Summary:

During Clearwire’s (NSDQ: CLWR) Q2 call, CEO Ben Wolff focused on four topics: the company’s pending merger with Sprint’s (NYSE: S) WiMax di…

During Clearwire’s (NSDQ: CLWR) Q2 call, CEO Ben Wolff focused on four topics: the company’s pending merger with Sprint’s (NYSE: S) WiMax division; its deployment of mobile WiMax; its decision to slow subscriber growth for its fixed broadband business; and its financial performance. Release. Earnings Call.

On the pending merger with Sprint: Wolff said they are on track to close the merger in Q4, and is still waiting for regulatory approvals and a vote by Clearwire shareholders. Comments with the FCC were due by July 24. More than 100 companies were in support of the merger, and only two oppositions were filed, and one of them said it did not fundamentally oppose the transaction. As for shareholder approval, the documents are well underway, and should be filed with the SEC in the next 30 days. We expect to close in Q4, and we have active discussions with all the parties involved, and they are committed to closing as fast as possible.
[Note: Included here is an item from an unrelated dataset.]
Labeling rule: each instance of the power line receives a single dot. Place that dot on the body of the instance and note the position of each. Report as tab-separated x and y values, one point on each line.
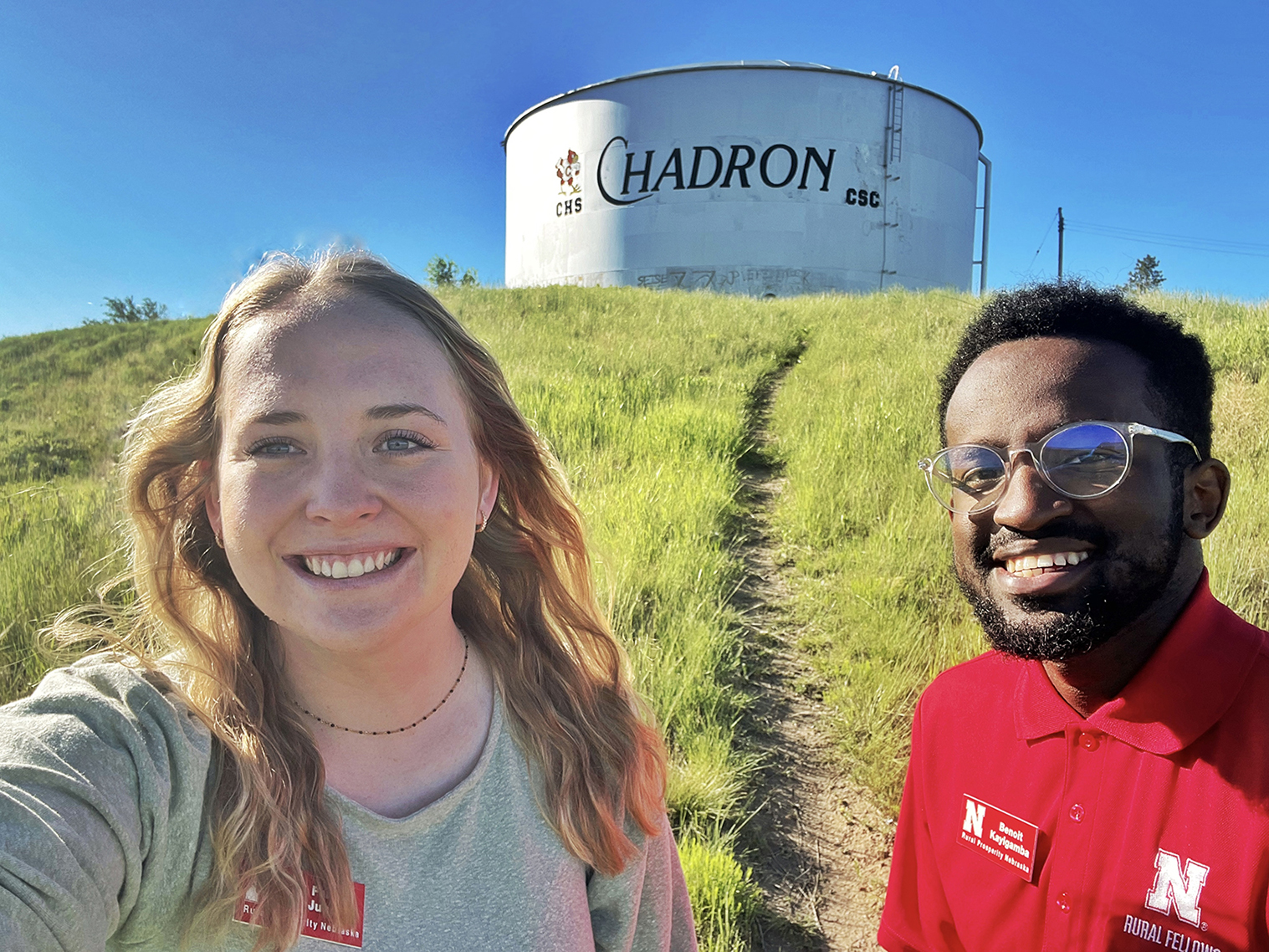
1246	249
1041	244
Mobile WiMax network deployment: The first four mobile WiMax market are underway. In Q2, the Portland, Ore. grew to cover 1.2 million people. That network reaches peak speeds of 15 mbps with a mean rate of 6 mbps. More than 80 suppliers have more than 400 devices ready for mobile WiMax. The results of their tests in Portland led to the decision to update the existing markets to mobile WiMax faster. Currently, 30 million mobile WiMax POPs are under development (not including markets being built by Sprint). It will continue to sell residential services.

On subscriber growth: We are moderating sales growth to redirect resources to upgrading existing markets more fully (to mobile WiMax), and we now expect to complete all U.S. markets in 2009 as long as the merger completes in Q4. Despite adding about only 18,000 subscribers in Q2, Wolff said it represents 54 percent year over year subscriber growth. By focusing less on subscriber growth, marketing expenditures dropped substantially.

On financial results: Collectively, the U.S. markets are EBITDA positive with Honolulu turning positive during the quarter, and Seattle is on its way. Strong ARPU gains led to higher revenues based on adding additional services, like VoIP.

Q&A:

Why accelerate?: Wolff: “We think we’ve got a great opportunity to deploy the WiMax networks, and to provide an opportunity to upsell them [customers] on other products and services that could increase ARPU and increase stickiness.” Today, Clearwire offers speeds between one and two megabits per second, but with mobile WiMax it will jump to 4 to 6 in the home. Wolff said it can also be done relatively quickly. It can take 12-18 months or more to build a market from scratch, but to do a conversion, it can take 6-12 months. “We can take advantage of the infrastructure we already have.”